On November 22, 1996, the defendant J.B. Satcin Realty Corp. (hereinafter JBSR), as mortgagor, executed a mortgage note in the principal sum of $110,000 at the rate of 16% per annum with Vincent Gulli, Scott A. Philips, Stephen Lenski, and William A. Mintz or Estelle Mintz, as mortgagees. On the same date, George Nictas, JBSR's president, executed a personal guaranty of the mortgage note. The mortgage note and the guaranty contained provisions pursuant to which JBSR and Nictas agreed to pay the legal fees and expenses incurred by the mortgagees in a foreclosure action. On the same date, each mortgagee also executed identical servicing agreements with Kingsland Group, Inc. (hereinafter KGI), pursuant to which KGI agreed to service the mortgage on behalf of the mortgagees, and assumed certain responsibilities including, inter alia, billing, collection, retention of legal counsel, and payment of legal fees and expenses in connection with any legal proceedings regarding the loan.
The appellants contended that KGI violated Judiciary Law § 495 by furnishing counsel for the mortgagees. We agree with the Supreme Court that the appellants waived their right to raise Judiciary Law § 495 as a defense by failing to assert it for more than six years after initiation of the action ( see CPLR 3211 [e]; Harte v. Richmond County Sav. Bank, 224 AD2d 585; Muchnick v. Alcamo Supply Contr. Corp., 169 AD2d 711). The appellants contended that they only learned of the defense for violation of Judiciary Law § 495 after the depositions of KGI representatives and the mortgagees were conducted in 2003. However, they did not specifically contend that the plaintiff's delayed production of the servicing agreements, which clearly indicated that KGI, upon the mortgagees' instructions, would retain counsel on their behalf and pay all legal fees and expenses in a foreclosure action. In any event, the primary role of KGI under the servicing agreements was to service the mortgage, not to furnish counsel or provide legal representation to the mortgagees. Accordingly, the integrity of the legal profession, which Judiciary Law § 495 is intended to protect, was not at risk ( cf. People v. Peoples Trust Co., 180 App Div 494).

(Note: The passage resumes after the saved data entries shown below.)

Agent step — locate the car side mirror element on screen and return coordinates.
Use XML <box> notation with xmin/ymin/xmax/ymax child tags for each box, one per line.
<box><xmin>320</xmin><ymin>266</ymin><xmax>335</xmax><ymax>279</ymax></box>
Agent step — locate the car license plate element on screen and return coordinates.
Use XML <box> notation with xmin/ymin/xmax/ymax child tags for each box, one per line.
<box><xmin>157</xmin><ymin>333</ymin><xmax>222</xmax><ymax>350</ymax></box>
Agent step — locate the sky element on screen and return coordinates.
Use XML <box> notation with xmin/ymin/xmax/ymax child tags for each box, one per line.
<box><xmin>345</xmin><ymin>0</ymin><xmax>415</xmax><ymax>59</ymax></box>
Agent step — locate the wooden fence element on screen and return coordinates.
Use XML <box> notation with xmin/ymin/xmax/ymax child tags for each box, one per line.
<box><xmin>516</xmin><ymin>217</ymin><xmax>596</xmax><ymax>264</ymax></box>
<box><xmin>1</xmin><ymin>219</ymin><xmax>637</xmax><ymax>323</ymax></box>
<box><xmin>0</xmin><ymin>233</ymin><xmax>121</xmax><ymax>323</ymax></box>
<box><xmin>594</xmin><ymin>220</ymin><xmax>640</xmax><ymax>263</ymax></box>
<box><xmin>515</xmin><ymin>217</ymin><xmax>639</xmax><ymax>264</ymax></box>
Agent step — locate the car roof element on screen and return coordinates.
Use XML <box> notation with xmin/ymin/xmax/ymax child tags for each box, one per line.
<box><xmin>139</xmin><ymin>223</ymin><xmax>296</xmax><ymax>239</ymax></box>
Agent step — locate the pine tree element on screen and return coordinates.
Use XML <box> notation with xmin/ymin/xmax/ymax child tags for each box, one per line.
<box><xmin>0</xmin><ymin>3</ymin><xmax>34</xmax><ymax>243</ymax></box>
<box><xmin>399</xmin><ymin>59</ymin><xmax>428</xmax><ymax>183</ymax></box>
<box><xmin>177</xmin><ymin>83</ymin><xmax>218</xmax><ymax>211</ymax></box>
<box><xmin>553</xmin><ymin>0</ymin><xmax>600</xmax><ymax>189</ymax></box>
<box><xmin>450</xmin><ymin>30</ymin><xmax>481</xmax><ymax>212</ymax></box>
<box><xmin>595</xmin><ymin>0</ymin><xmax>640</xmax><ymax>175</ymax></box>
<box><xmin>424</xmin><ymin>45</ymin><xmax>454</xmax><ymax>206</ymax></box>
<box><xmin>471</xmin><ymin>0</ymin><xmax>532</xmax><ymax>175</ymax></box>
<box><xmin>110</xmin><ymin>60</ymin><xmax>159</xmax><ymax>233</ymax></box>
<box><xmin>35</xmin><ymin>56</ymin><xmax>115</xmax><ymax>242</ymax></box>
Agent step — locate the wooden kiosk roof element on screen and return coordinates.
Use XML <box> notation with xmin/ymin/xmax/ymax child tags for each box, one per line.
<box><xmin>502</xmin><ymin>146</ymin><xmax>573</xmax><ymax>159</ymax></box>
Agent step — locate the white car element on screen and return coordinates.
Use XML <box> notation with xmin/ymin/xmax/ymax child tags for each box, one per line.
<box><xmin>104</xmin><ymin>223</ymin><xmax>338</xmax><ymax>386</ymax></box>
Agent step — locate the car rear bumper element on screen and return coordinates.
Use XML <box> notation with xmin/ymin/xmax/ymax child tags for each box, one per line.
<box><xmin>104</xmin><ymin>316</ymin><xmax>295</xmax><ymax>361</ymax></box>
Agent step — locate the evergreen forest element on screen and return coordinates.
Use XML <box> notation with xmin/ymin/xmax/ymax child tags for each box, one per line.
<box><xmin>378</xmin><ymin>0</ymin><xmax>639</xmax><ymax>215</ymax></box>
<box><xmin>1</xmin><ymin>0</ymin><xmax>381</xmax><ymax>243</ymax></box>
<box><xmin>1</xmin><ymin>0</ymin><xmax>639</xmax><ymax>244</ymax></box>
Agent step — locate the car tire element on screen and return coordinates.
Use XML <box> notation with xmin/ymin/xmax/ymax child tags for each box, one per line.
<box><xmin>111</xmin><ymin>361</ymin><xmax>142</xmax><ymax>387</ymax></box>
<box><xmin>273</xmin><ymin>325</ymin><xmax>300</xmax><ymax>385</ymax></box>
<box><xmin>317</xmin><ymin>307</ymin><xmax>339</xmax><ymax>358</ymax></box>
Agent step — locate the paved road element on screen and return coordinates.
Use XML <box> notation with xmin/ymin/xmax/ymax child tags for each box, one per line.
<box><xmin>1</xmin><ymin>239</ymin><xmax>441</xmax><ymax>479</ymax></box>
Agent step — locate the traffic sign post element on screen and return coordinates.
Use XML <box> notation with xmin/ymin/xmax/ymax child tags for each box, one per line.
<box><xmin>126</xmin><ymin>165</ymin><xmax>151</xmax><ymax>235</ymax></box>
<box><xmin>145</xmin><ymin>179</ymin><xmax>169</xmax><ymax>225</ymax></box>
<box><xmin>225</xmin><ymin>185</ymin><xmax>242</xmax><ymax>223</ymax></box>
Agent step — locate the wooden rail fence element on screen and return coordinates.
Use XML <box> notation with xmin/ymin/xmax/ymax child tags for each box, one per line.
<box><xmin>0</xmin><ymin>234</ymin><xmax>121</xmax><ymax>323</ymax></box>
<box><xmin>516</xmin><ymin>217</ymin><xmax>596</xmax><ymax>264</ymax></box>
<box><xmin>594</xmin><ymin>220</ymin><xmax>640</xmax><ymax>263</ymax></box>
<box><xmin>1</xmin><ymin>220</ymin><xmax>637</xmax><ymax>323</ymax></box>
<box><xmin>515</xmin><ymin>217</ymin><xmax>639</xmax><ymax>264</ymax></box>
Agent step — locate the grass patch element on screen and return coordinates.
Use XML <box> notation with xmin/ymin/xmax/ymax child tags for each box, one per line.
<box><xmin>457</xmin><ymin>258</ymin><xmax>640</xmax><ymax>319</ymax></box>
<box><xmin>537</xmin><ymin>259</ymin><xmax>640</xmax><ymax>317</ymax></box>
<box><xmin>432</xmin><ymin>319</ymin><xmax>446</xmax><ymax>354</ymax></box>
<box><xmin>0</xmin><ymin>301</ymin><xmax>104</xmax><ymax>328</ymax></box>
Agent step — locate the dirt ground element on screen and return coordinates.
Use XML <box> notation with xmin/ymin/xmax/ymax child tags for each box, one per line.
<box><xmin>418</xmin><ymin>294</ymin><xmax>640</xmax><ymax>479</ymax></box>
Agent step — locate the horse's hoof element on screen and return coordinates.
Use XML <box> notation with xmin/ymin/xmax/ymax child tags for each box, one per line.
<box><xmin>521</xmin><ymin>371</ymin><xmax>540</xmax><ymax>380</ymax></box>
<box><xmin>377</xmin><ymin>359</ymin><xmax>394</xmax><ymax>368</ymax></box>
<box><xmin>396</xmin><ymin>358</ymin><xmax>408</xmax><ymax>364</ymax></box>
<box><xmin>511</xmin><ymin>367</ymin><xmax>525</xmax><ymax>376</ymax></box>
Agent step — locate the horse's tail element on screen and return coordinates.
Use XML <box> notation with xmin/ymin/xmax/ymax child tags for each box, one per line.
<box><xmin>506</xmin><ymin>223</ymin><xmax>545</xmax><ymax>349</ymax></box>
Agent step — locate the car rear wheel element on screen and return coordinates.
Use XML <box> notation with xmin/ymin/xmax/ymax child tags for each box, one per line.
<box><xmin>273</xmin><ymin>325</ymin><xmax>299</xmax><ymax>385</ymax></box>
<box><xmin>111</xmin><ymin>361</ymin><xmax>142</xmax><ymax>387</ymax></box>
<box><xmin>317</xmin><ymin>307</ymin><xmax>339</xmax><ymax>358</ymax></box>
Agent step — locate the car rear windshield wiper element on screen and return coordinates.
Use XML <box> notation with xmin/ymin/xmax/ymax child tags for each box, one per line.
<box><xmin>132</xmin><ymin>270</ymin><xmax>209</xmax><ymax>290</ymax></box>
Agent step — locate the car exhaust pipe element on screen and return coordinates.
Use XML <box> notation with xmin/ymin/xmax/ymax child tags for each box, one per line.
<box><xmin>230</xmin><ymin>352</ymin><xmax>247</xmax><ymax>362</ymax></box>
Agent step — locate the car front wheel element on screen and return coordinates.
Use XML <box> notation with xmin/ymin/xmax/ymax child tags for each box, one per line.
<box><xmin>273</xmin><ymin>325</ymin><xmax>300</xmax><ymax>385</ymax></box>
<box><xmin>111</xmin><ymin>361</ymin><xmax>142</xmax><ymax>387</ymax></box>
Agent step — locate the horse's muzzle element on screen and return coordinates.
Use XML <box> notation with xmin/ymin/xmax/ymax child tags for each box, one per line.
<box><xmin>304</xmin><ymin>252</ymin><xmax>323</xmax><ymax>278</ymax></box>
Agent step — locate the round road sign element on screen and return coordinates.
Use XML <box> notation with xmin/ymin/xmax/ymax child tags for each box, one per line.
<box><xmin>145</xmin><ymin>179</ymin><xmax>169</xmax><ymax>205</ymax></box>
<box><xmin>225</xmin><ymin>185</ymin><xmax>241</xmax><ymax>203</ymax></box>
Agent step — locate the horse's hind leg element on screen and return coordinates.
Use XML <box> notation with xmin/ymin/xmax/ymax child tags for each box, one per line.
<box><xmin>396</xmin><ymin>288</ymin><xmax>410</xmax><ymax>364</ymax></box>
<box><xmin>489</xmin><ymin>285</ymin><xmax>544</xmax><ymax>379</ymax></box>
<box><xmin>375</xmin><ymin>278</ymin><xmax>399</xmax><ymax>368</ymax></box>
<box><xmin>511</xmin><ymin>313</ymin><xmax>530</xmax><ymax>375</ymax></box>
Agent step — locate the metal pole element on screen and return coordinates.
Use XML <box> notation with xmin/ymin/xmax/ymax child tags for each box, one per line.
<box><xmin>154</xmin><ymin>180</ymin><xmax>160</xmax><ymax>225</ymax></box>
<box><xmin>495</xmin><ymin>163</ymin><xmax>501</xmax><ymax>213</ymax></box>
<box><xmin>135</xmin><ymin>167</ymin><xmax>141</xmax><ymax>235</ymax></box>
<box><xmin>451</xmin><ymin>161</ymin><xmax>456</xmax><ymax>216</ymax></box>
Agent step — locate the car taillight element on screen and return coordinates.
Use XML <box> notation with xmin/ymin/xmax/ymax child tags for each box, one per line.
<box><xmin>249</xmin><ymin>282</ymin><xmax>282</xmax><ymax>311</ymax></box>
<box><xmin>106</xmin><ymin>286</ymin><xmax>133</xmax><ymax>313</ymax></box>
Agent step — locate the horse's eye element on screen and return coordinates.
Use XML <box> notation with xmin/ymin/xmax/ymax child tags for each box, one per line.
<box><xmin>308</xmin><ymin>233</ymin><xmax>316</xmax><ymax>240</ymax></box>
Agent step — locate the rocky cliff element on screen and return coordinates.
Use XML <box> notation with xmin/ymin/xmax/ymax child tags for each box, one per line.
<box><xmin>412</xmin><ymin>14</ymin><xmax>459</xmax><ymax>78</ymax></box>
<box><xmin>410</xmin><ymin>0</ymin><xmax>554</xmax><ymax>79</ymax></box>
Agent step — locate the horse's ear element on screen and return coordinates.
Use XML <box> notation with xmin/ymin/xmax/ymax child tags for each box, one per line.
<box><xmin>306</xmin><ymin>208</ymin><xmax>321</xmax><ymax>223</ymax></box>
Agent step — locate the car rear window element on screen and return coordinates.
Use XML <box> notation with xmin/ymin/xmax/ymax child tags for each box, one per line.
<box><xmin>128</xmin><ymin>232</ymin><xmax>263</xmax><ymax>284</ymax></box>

Further, the doctrine of collateral estoppel was inapplicable. Contrary to the appellants' contention, the oral decision of a federal bankruptcy court to which an unrelated foreclosure proceeding was removed, which proceeding was commenced by different mortgagees against different mortgagors who also executed servicing agreements with KGI, in which a finding of usury was made, did not have collateral estoppel effect in this action.
As to attorney's fees, they "may be recovered in the mortgage foreclosure action itself if the mortgage document obligates the mortgagor to pay such a fee for the expenses incurred in that action" ( Levine v. Infidelity, Inc., 2 AD3d 691, 692). Here, both the mortgage and the guaranty created such an obligation. The appellants failed to establish a prima facie case that KGI, as servicing agent for the mortgagees, cannot enforce that obligation on behalf of the mortgagees ( see Central Trust Co. v. Sheahen, 66 AD2d 1015 [an agent may be appointed to do the same acts and achieve the same legal consequences as if the principal had itself personally acted]). Accordingly, the appellants were not entitled to summary judgment dismissing the second cause of action for an award of an attorney's fee.
The Supreme Court properly denied that branch of the appellants' motion which was for leave to amend their answer to assert defenses based on violation of Judiciary Law § 495 and collateral estoppel. Since the Supreme Court considered and rejected on the merits those proposed defenses, it would not have furthered justice to have amended the answer to assert them ( see CPLR 3025 [b]; Butt v. New York Med. Coll., 7 AD3d 744; Benjamin Shapiro Realty Co. v. Kemper Natl. Ins. Cos., 303 AD2d 245).
The appellants' remaining contentions are without merit.